İsmail Ceyran ağabeyim oturumdan önce, son zamanlarda neler okuduğumu soruyor. Azimli’nin Farklı Okumak setini. Ama gerçekte iki aydır ancak kalın olanını yarılandı.
Aylık beş adet dergi var. Birisi güncelde ve ekolde, usulde ortak hissettiklerimiz: “Haksöz”. Diğer biri gençlerden, bir tanesi profesyonel ve populist camiamızdan, bir nostaljik tarihi ve bir başkası daha. Aslında okumaların çoğu otobüste gerçekleşiyor. Günde beş saatlik yol var.

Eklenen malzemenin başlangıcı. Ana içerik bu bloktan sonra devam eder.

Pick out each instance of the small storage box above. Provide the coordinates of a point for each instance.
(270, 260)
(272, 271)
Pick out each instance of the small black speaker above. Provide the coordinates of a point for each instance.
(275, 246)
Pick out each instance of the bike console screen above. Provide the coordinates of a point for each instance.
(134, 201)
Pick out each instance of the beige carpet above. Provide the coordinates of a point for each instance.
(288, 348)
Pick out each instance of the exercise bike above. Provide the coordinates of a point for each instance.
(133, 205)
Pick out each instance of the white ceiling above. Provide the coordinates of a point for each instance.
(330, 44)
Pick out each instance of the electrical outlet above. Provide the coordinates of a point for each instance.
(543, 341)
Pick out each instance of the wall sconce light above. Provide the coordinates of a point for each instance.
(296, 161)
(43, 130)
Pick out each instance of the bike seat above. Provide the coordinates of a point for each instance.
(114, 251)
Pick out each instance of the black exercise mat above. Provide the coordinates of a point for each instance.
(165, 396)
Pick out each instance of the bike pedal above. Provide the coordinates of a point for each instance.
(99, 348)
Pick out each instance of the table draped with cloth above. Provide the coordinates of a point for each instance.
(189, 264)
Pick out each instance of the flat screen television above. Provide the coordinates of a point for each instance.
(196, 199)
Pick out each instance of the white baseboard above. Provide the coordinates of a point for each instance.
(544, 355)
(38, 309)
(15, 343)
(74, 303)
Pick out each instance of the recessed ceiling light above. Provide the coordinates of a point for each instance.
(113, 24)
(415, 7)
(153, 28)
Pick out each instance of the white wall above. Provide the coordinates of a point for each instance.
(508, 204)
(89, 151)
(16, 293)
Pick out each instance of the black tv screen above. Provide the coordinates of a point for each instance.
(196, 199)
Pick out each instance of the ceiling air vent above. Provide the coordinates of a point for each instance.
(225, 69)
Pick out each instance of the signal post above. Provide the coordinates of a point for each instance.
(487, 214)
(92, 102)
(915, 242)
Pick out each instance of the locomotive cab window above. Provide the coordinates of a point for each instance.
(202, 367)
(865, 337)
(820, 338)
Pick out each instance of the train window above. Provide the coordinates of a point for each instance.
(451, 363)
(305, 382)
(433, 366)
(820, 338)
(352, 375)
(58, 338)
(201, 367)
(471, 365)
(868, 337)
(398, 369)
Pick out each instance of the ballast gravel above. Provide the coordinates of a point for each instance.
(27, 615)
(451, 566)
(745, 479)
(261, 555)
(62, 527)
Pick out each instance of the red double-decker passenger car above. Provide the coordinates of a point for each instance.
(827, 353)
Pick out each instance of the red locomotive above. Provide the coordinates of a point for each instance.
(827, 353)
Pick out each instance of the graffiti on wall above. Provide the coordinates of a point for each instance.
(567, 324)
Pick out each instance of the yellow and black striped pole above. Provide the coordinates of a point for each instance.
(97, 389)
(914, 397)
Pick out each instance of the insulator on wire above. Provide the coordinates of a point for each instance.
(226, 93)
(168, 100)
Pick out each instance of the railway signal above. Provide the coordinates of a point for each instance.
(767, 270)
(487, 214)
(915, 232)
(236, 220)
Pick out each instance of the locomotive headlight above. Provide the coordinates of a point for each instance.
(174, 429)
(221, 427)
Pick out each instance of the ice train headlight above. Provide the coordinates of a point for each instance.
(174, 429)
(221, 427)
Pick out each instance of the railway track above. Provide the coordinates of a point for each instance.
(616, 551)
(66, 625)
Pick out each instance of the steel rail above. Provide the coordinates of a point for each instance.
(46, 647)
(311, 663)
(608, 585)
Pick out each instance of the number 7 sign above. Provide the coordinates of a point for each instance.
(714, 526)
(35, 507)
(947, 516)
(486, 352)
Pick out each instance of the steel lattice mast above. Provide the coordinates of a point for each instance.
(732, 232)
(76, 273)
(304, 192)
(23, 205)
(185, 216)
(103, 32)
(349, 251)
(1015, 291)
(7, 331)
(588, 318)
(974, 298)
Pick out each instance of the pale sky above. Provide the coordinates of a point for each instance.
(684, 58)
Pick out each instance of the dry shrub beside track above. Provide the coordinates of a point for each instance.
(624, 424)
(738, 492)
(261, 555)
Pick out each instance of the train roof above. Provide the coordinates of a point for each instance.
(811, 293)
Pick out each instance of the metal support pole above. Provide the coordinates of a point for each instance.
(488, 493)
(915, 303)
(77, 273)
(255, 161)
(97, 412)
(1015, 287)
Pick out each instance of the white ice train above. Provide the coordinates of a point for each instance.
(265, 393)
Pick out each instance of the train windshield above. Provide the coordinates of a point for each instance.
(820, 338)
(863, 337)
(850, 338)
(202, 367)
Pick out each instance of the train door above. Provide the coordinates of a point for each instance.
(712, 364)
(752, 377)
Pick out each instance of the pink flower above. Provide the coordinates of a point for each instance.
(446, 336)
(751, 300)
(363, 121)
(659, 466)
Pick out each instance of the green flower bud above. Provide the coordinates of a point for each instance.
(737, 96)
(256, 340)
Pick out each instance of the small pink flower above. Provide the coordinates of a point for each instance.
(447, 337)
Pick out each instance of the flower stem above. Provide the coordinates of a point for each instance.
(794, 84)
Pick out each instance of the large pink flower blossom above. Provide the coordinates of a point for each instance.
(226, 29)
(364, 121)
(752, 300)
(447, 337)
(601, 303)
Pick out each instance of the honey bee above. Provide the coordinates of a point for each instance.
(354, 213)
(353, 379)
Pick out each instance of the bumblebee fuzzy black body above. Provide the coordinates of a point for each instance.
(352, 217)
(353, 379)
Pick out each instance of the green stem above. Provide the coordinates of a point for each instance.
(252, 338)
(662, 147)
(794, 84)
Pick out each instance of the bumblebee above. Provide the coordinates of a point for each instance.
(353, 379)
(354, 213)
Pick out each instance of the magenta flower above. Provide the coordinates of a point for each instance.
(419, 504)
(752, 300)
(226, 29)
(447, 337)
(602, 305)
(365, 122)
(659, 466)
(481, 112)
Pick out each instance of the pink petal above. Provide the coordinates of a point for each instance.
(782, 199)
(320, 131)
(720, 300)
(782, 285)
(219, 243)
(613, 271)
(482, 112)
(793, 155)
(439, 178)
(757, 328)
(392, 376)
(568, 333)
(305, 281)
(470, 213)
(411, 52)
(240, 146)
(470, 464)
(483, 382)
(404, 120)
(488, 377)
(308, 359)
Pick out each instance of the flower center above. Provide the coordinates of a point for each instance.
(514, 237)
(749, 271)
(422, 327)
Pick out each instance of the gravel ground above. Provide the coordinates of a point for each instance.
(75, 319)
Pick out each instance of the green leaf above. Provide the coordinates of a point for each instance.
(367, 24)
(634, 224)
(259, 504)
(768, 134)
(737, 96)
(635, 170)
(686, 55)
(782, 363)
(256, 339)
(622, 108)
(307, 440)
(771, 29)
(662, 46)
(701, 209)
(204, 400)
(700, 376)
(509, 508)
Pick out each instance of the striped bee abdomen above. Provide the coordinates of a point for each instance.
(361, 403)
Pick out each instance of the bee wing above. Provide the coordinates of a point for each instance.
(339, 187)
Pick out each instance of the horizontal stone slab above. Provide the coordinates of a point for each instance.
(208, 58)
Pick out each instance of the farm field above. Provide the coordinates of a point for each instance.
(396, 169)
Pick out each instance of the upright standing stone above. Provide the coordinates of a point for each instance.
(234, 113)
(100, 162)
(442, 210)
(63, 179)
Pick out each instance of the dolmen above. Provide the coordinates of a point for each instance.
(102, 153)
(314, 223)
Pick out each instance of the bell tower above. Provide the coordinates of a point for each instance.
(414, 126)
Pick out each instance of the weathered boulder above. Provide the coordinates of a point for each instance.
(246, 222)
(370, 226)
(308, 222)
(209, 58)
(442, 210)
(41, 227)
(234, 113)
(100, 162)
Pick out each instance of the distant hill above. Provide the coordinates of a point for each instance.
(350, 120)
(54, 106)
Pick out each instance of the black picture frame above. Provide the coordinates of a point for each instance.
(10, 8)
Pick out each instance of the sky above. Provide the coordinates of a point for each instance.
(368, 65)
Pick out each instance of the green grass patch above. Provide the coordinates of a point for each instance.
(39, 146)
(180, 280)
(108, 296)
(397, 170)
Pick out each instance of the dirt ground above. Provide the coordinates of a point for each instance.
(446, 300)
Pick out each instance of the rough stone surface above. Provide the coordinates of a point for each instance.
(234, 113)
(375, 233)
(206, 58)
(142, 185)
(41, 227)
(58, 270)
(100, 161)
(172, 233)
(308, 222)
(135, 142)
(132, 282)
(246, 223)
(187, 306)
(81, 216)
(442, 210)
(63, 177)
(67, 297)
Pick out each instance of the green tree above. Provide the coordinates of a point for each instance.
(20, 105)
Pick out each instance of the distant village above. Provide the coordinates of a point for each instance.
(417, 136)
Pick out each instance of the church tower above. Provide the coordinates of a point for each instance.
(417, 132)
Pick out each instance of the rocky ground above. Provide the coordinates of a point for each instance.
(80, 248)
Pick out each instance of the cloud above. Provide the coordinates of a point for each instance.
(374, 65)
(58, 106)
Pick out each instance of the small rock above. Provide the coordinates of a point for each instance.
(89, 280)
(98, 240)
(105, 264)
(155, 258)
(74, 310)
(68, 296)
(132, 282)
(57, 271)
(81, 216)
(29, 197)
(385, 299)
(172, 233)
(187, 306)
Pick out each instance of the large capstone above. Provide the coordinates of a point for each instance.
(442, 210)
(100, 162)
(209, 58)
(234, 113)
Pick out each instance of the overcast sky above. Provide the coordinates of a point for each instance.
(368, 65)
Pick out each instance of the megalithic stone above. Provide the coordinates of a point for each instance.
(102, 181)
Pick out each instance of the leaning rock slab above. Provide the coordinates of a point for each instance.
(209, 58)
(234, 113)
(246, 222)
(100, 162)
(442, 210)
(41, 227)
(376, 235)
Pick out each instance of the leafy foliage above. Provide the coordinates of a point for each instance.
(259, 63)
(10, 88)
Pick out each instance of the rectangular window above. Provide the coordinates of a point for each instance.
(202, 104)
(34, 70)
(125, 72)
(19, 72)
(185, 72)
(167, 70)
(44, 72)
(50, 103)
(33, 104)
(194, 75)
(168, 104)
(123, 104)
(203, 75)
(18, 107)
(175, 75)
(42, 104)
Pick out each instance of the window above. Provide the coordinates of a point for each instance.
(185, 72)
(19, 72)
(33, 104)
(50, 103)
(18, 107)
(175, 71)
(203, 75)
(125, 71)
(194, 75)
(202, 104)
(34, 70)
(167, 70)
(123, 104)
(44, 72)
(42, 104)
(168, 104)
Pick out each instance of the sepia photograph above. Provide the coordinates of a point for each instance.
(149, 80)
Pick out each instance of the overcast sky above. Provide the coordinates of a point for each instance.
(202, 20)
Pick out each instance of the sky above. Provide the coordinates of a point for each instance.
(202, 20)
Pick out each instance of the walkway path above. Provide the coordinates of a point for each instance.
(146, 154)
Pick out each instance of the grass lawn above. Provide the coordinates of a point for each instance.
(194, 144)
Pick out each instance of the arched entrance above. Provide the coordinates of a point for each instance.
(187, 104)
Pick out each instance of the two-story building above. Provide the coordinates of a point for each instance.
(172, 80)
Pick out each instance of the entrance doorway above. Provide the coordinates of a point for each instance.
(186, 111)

Ve Okumanın büyük kısmını da insanlara, olaylara ve eşyaya ayırmak gerek.
Sabah otobüsteyim. Üçte birlik dergi faslı bitti, 4-5 beş öğrencim uyuyor, biri yarım uykluyor. Ayakta yaşlı ya da bayan olsa anlayacağım uyuklamalarını. Bu nedenle yarım uyuklayana soruyorum; “akşam çok mu ders çalıştın?” “Yok Hocam ya! İnternet, tv falan; geç yattım” Aynı soruyu inince diğerlerine soracağım, cevaplar benzer gelecek.
İnsanları okumak zor iş. İdarecilik yıkılalı iki hafta oldu ama; meslektaşlar(eğitmenler), memurlar, hizmetliler, güvenlikçiler ve öğrenciler. Her birinin, her anı ayrı bir sayfa…
Bir meslektaşla konuşuyorum. O da konuşuyor, mütemadiyen. Susuyorum o hala konuşuyor. Sonra pantalonundaki örümceği gösteriyorum hala konuşuyor. Odadan çıkıyorum hala konuşuyor. Binlerce yıl sonra torunlardan bir torunu duyar gibiyim “İnsanlar bir zamanlar iletişim kurmak için ses denilen basınç dalgalarını mı kullanıyorlarmış. Ne kadar ilkel” Şimdiden kayıt edelim; “evet çok ilkel. Hatta o bir iletişim değil, sadece birbirimizi rahatsız etmek.
Okumak incitir bazen. Rahatsız eder çoğu zaman. Rahatsız edilmek iyidir. Birileri rahatsız olmalı, hatta kendimiz bile…
Dışarıdan bir otomobil geçiyor arka camında “Çankırı’yı seviyorum” yazıyor. “Bende seviyorum” yüksek sesle söylemişim. Öğrencim “Kimi!?” diyor. Bir süre durunca “neyi!?” diye düzeltiyor.
-“Diyarbakır Sur’u, Gazze’yi, Bayırbucak ve Madaya’yı”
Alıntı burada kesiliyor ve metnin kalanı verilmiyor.